Charlie Reynolds was just one of many black entrepreneurs in 1950s Los Angeles who started his own independent record company, hoping to cash in on America’s post-war rhythm and blues juggernaut. As the owner of the popular Flash Record Shop at 623 East Vernon Avenue, he had a first-hand look at what customers, especially teenagers, were buying. Operating out of his back room, he released 31 blues, R&B, doo wop, and proto-soul platters between 1955 and 1959. One of them even spent a couple of weeks in the national Top 40 charts. But as Reynolds soon discovered, the indie record business was a hustler’s game. The increasing costs of payola and his distributors’ refusal to pay royalties for the last single until the next one started selling ate up his profits. He eventually let Flash Records lapse quietly into history. Still, as this new 2-CD, 60-song package attests, Reynolds had a great run and produced more than his share of exciting and worthy material.

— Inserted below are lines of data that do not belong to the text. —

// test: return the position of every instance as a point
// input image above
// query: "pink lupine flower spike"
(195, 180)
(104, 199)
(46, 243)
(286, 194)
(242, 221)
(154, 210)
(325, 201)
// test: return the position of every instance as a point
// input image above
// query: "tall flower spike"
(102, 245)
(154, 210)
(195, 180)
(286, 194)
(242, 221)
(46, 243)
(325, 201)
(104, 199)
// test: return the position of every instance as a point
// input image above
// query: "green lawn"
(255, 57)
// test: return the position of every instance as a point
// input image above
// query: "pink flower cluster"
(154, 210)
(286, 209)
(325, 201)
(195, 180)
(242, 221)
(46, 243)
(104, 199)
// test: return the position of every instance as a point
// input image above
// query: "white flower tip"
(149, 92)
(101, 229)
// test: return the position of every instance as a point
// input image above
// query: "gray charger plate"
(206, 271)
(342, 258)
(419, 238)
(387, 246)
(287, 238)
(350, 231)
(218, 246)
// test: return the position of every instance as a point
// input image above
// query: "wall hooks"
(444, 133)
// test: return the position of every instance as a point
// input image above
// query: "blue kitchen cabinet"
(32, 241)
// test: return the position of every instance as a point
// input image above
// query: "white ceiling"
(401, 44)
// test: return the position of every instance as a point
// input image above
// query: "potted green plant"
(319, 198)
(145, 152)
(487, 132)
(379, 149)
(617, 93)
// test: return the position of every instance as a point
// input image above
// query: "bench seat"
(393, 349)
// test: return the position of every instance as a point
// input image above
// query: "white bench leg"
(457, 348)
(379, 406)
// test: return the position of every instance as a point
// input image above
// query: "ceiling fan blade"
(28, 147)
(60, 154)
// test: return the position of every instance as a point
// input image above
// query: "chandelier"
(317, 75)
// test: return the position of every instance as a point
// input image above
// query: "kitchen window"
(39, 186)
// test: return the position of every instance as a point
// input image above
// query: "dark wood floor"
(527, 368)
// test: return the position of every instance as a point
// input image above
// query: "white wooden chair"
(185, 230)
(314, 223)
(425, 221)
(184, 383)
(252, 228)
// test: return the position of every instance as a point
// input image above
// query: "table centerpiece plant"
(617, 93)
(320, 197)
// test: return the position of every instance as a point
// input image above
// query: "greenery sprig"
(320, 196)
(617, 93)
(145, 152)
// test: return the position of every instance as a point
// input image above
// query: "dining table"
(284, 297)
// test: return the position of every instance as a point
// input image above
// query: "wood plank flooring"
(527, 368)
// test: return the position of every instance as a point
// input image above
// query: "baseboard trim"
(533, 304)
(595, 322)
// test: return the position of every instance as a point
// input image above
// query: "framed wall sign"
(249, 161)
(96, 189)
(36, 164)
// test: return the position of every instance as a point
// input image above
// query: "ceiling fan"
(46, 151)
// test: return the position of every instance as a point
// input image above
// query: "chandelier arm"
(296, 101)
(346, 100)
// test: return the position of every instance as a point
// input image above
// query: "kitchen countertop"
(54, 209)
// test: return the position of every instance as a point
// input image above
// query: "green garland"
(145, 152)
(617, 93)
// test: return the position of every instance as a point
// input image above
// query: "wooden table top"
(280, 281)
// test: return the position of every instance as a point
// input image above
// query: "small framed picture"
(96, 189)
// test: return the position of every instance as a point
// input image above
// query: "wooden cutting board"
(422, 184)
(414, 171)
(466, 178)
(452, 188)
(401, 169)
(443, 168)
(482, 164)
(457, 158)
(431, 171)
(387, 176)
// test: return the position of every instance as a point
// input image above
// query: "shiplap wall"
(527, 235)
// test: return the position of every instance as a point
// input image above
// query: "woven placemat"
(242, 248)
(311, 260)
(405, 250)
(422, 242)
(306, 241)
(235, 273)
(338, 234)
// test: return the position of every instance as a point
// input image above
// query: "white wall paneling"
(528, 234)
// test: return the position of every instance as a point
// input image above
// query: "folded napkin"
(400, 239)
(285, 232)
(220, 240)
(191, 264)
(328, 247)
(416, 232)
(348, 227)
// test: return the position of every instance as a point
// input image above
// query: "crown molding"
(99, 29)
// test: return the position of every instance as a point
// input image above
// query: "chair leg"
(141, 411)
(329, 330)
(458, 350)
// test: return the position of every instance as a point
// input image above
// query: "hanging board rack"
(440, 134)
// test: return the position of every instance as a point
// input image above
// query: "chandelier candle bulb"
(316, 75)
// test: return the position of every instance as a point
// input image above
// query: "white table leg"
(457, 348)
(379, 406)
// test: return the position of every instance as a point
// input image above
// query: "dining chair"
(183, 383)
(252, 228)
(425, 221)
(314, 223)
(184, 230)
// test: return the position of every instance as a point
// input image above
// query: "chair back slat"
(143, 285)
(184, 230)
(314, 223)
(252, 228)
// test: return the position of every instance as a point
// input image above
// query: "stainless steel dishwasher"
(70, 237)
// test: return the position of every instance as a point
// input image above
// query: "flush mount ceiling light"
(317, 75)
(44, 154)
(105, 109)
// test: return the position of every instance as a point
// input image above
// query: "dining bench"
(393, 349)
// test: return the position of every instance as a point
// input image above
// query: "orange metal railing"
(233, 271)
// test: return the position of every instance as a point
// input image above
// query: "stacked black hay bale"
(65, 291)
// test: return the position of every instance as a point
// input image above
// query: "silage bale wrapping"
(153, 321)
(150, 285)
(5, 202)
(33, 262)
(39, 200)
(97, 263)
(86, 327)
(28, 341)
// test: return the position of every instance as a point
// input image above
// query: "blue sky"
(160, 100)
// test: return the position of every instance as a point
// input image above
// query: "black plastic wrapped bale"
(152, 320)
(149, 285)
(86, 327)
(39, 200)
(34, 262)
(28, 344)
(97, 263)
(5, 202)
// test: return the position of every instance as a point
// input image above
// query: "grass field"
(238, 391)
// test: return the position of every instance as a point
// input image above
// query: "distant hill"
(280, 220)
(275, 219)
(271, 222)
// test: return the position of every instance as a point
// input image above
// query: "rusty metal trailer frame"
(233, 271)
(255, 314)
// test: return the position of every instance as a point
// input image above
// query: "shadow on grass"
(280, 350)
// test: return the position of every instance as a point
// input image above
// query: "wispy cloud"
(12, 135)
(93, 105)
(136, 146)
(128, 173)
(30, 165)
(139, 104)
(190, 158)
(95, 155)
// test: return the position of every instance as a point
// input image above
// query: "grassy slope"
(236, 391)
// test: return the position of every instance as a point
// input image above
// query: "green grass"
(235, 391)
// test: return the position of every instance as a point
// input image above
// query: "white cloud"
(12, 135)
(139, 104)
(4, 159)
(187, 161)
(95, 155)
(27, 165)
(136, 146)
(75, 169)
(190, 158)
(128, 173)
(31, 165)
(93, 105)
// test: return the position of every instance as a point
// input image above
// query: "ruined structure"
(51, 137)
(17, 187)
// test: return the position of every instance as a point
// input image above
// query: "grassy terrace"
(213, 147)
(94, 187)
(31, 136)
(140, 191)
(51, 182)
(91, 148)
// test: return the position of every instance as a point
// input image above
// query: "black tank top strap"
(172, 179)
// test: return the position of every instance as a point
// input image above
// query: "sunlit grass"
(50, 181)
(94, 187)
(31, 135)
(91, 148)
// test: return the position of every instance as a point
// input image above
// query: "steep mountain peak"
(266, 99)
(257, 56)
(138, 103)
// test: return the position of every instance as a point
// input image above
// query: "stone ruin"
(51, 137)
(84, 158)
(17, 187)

“The Flash Records Story” contains nearly every Flash release – most of them on CD for the first time – along with a few tracks that remained in the can. Gutbucket aficionados will love the blues trio of Sidney Maiden, Haskell Sadler and Bee Brown, not to mention singer-guitarist Frank Patt with pianist Gus Jenkins’ band, and sassy blues thrushes Sheryl Crowley and Mamie Jenkins. There’s also bluesy balladeers James Curry, Paul Clifton and Buddy Cypress, boogie woogie pianist Judge Davis, budding black hearththrob Nip Roman and honking tenor saxophonists Maurice Simon and Lorenzo Holden.
LA’s most popular form of R&B in the 1950s was doo wop, and Flash’s roster of vocal groups is second to none. Most collectors are aware of the Jayhawks, who wrote and recorded the original ‘Stranded In The Jungle’, so naturally we’ve included all their Flash singles and documented their amazing if turbulent story. Flash’s other vocal group singles were one-off affairs but no less impressive: the mysterious Emanon 4, with their haunting, gospel-tinted harmonies; the Hornets, a quartet of servicemen aboard the USS Hornet aircraft carrier who drove to Los Angeles during a weekned leave and recorded only two songs in a Watts garage studio – but what great songs they are; the Poets from LA’s famed Jefferson High School, whose ‘Vowels Of Love’ became a popular record several years later during the early 60 doo wop revival; the Arrows from New Orleans, newly migrated to the West Coast; and an ultra-smooth supergroup of doo wop veterans who called themselves the Cubans, who would evolve two years later into Little Caesar and the Romans of ‘Those Oldies But Goodies (Remind Me Of You)’ fame. The Cuban were so fantastic, we’ve included their entire session of five songs, plus an alternate take. Rounding out the set is a huge booklet chocked full of photos and newly discovered information.
Most of Flash’s singles sold poorly and are rare today: to buy them all from collectors you’d have to sell your house and at least one child. With this package, mastered directly from the original tapes, you can keep the house, keep the kid, Flash back to the 50s, and enjoy the legacy of the late, great Charlie Reynolds.